I bit my lip. "Writing to him helps. Even though I know he doesn't read them, and just sends them back, it helps me to think he's there. I can imagine him reading it. Now though..." I shook my head. "I don't think I can stop."
"Then don't stop."
"But he told me to."
"Demi he's just angry. Tomorrow once he sees you, I think things will get better."
"Hopefully you're right."
~*~
I woke up the next morning and I couldn't help but smile. I see Wilmer today. It glanced at the clock and saw it was still early. I pulled out my makeup for the first since since I had gotten here and put it on the way I used to. I wanted to look good for him even if he didn't care.
The morning went by quickly, so by the time visiting hours came around my hands were trembling with the anxiety of seeing him again.
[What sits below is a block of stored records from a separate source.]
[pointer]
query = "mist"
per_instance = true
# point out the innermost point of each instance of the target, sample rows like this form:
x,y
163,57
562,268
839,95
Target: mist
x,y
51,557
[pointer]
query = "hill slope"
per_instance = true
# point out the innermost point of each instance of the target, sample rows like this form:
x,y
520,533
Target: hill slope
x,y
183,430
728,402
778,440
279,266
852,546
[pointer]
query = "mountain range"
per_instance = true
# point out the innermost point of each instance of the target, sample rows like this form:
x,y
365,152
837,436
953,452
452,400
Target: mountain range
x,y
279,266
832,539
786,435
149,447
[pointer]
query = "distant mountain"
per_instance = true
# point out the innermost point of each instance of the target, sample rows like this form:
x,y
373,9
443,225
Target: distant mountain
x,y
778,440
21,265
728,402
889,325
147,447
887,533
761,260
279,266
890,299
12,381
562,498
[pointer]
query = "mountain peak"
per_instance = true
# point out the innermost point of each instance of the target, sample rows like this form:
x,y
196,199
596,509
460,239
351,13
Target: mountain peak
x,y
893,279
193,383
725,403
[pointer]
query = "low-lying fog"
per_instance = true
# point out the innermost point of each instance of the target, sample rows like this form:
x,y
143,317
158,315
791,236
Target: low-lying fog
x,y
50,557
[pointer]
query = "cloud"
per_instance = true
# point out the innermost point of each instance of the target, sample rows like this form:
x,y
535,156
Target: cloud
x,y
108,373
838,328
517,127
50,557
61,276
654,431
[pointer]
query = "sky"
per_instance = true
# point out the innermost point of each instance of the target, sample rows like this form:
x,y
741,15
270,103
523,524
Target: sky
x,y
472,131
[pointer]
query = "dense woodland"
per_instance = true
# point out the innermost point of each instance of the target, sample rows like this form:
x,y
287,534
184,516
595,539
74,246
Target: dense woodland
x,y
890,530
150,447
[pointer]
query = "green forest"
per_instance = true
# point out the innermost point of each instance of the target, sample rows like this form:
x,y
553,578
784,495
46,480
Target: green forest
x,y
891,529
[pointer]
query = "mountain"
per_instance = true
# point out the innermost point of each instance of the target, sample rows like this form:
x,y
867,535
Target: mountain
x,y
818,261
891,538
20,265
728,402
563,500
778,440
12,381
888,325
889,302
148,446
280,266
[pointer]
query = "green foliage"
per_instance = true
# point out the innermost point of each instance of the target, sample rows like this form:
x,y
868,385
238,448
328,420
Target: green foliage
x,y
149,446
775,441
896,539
Soon, people's names came on over the loudspeaker and I went to sit in the lobby, sitting on one of the couches to wait for Wilmer. As families walked in they gave me an awestruck look but I ignored them, my eyes trained unblinkingly on the door.
Hours went by. Families came and left. Shifts changed. The staff members gave me sympathetic looks as they walked out the door while the fresh nurses smiled encouragingly. One brought lunch to me, but I barely touched it. Once five o'clock came around though, my therapist sat down next to me.
"Demi, you have to go to dinner."
"He's coming." I whispered. "He said he'd come. He promised."
"Visiting hours are over Demi."
I stared at the doors for another moment, my jaw clenched, then I looked down at my hands. "Okay. Sorry, I'll go to my room."
"You have to eat dinner, sweetie."
I swallowed, feeling the numbness take over my body. "Okay."
"Come on Demi, let's go. It's okay."
As she led me to the cafeteria, I couldn't help but glance back at the lobby. When I did though, my heart nearly stopped when I saw Wilmer walking out of another hallway.
"WILMER!" My voice was a maniacal shriek as I ripped my arm away from my therapist and sprinted towards him. My body slammed into his and I let out a loud sob into his neck. "You came." I whispered, gripping him tightly.
"No. I didn't." His voice was harsh, and his hands had an iron grip as they pushed me away from him. "I came to tell your therapists not to allow you to call me anymore. That's it. They told me you wouldn't do this. That you wouldn't see me."
Shattered. I was shattered on the floor. Broken didn't even cover it.
"But you promised." My voice was an emotionless whisper. "You promised."
"Yeah, and you promised a lot of things. Goodbye Demi."
"No." I grabbed his hand but he ripped it away. "Please Wilmer don't leave me here."
"Get off of me." His voice cracked like a whip. "Don't touch me."
"Please-"
"Goodbye."
My arms hung limply at my sides as he turned on his heel, and for the second time, I watched him leave me here, numb.